Los países de la Unión Europea (UE) han aprobado un endurecimiento de las normas migratorias, con el objetivo de reducir la llegada de extranjeros y establecer “centros de retornos” fuera del bloque para aquellos solicitantes de asilo cuyas demandas hayan sido rechazadas. Esta decisión fue tomada durante una reunión en Bruselas por los ministros de Interior de los 27 Estados miembros, en un contexto marcado por el aumento de partidos políticos que abogan por una disminución de la migración. El paquete de medidas ahora debe ser ratificado por el Parlamento Europeo antes de su implementación.

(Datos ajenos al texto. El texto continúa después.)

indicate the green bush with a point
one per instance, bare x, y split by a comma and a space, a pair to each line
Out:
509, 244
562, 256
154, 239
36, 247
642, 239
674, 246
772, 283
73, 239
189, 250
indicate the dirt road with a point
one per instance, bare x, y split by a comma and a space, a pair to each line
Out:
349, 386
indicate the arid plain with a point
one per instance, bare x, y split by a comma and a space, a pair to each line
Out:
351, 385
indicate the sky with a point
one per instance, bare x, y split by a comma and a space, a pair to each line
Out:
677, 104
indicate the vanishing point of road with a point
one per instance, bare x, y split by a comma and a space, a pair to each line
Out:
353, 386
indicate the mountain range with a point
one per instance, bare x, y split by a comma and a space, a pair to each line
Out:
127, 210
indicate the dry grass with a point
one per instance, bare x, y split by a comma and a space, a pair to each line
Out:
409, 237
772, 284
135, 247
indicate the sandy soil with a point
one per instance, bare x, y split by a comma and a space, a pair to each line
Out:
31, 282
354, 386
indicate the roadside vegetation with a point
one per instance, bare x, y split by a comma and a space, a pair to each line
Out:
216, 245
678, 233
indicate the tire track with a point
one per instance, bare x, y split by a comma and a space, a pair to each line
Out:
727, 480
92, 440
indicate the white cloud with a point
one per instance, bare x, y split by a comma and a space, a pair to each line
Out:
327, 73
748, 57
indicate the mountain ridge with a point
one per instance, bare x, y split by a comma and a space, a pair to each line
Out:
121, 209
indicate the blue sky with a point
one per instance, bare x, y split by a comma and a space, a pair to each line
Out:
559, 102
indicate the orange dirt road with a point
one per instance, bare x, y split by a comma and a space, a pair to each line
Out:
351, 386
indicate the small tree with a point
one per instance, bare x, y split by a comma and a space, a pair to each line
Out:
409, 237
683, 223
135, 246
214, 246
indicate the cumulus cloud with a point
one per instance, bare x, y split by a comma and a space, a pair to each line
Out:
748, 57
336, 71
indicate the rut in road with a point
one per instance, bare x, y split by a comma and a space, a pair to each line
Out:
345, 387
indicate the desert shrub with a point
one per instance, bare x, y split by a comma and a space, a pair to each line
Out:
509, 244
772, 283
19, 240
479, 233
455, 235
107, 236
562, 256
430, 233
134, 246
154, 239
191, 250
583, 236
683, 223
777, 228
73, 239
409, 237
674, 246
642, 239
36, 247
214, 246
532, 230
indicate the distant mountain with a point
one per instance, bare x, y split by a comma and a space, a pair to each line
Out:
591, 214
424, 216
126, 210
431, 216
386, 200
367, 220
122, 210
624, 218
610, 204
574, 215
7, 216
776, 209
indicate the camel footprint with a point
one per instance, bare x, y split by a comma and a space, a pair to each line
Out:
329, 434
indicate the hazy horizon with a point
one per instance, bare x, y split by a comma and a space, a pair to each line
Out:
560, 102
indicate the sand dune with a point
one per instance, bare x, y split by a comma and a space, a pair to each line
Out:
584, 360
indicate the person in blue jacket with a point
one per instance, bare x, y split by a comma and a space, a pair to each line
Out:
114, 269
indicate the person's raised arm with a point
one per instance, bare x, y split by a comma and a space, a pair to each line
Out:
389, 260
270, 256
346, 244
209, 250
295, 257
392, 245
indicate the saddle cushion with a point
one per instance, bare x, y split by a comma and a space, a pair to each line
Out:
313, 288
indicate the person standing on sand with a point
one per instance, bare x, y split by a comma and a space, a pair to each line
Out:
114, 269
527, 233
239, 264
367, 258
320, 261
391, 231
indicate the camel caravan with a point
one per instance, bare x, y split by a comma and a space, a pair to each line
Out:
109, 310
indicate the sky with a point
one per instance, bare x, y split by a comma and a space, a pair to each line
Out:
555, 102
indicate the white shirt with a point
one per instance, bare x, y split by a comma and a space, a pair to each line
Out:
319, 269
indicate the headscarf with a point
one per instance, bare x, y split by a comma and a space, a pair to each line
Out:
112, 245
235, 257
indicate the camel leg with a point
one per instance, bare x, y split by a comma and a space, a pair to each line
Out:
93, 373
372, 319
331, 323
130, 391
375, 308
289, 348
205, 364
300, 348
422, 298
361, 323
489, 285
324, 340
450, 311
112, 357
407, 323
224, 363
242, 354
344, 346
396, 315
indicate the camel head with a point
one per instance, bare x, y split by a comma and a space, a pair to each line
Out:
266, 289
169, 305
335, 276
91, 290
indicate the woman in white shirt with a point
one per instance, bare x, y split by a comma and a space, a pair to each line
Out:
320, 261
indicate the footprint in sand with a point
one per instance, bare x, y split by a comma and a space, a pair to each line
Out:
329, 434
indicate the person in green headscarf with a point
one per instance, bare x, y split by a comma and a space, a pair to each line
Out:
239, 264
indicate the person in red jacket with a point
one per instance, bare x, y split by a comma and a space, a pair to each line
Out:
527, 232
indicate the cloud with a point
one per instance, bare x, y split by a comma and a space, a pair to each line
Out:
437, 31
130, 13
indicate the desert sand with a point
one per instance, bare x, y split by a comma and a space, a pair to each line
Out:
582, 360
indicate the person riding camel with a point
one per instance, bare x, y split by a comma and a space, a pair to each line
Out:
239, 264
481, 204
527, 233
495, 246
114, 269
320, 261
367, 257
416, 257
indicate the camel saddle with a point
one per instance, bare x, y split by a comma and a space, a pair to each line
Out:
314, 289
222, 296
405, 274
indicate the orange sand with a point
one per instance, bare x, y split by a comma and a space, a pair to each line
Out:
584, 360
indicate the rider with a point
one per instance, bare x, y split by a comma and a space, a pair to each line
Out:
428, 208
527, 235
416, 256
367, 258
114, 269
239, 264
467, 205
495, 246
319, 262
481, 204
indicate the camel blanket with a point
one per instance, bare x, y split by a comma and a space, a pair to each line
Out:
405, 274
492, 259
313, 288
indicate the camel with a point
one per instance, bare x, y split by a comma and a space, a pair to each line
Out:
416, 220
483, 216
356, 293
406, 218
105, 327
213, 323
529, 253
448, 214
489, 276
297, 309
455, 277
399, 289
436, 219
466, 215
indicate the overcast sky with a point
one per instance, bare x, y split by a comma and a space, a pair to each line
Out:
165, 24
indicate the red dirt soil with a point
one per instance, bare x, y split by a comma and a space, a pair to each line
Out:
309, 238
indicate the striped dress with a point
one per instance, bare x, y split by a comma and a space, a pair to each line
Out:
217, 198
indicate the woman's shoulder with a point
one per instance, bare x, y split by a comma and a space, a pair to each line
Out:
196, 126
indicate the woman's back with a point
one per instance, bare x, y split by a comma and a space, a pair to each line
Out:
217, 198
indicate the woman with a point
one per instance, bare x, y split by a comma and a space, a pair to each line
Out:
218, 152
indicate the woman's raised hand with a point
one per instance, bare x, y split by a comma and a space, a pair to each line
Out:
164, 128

El acuerdo incluye dos propuestas legislativas que se centran en la creación de una lista de “países seguros” y en la revisión del concepto de tercer país seguro. Estas medidas están diseñadas para acelerar el retorno de migrantes que no tienen posibilidades de que su solicitud de asilo sea aceptada en el territorio comunitario. En particular, se ha acordado un nuevo reglamento que amplía las circunstancias bajo las cuales una solicitud de asilo puede ser considerada inadmisible, eliminando la necesidad de que exista una “conexión” con el país de retorno.
Además, se ha aprobado la primera lista de países considerados “seguros”, que incluye a Marruecos, Colombia, Bangladesh, Egipto, India, Kosovo y Túnez, así como a los países candidatos a la adhesión a la UE. El Consejo de la UE ha declarado que estas nuevas leyes tienen como objetivo “establecer procedimientos de asilo más rápidos y eficaces para quienes no deberían recibir protección dentro de la UE”.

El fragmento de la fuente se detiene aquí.